Back to analog: the added value of printing digital editions

Kupreyev, Maxim N.

According to Sahle (2017) [1] digital editions are guided by a digital paradigm in their theory, method, and practice, and thus “cannot be given in print without significant loss of content and functionality”. This talk touches upon the challenges of printing TEI XML datasets, but also highlights a useful diagnostic value of the PDF export for the data quality. PDF output, indeed, represents only a part of the encoded information, but it can play an essential role in data curation and quality assurance.

The “School of Salamanca” [2] project, jointly sponsored by the AdWL Mainz [3], MPI-LHLT [4] and Goethe-University Frankfurt [5], publishes the works of the jurists and theologians related to the University of Salamanca - the intellectual center of the Spanish monarchy during the 16th and 17th centuries. Based on a selected set of print editions we create a digital text corpus, which will include 116 works encoded in TEI XML. In addition, we also compose a historic dictionary of circa 300 essential terms, rendering the fundamental importance of the School of Salamanca for the early modern discourse about law, politics, religion, and ethics.

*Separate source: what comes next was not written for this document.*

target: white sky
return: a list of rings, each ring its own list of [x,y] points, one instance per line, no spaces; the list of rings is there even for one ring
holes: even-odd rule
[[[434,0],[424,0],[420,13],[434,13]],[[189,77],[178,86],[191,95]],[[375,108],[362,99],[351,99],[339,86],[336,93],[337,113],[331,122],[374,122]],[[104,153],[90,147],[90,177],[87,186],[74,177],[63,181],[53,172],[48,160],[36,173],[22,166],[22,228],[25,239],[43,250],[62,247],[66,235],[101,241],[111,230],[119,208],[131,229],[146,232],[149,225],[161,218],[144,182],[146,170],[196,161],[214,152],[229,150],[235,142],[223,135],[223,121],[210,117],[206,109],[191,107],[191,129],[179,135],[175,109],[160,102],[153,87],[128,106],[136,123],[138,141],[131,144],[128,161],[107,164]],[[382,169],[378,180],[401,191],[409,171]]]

Our TEI XML data is controlled by the RNG schema and is exported to HTML and JSON IIIF for web display [6]. Recently, a PDF printout option was added. Considering the complexity and the depth of annotation we decided to use the established XSL-FO technology, supported by a free Apache FOP processor integrated in the Oxygen Author workflow. Similar results can be achieved with the CSS Paged Media Module or TEI Publisher. The PDF export highlighted issues which pertain to two ontologically different areas:

  • Rendering XML elements in two-dimensional space of a PDF page.
  • Semantic errors and inconsistencies in the XML encoding.

The issues of the first type refer, for example, to the representation of the marginal notes and their anchors, and to the correlation in pagination between XML, IIIF and PDF. The problems of the second type include, for instance, different XML encoding of semantically identical chunks of information, which escaped the Schematron check-ups, but became visible with print layout.

PDF generation in the School of Salamanca was initially intended to be one of the export methods of the TEI data. It is now implemented early in the TEI production pipeline as a diagnostic tool, exposing the semantic and structural inconsistencies of the data, which can now be corrected before the final XML release. PDF production thus adheres to one of the principles of agile software testing, which states that capturing and eliminating defects in the early stages of research data life cycle is less time-consuming, less resource-intensive and less prone to collateral bugs (Crispin 2008) [7].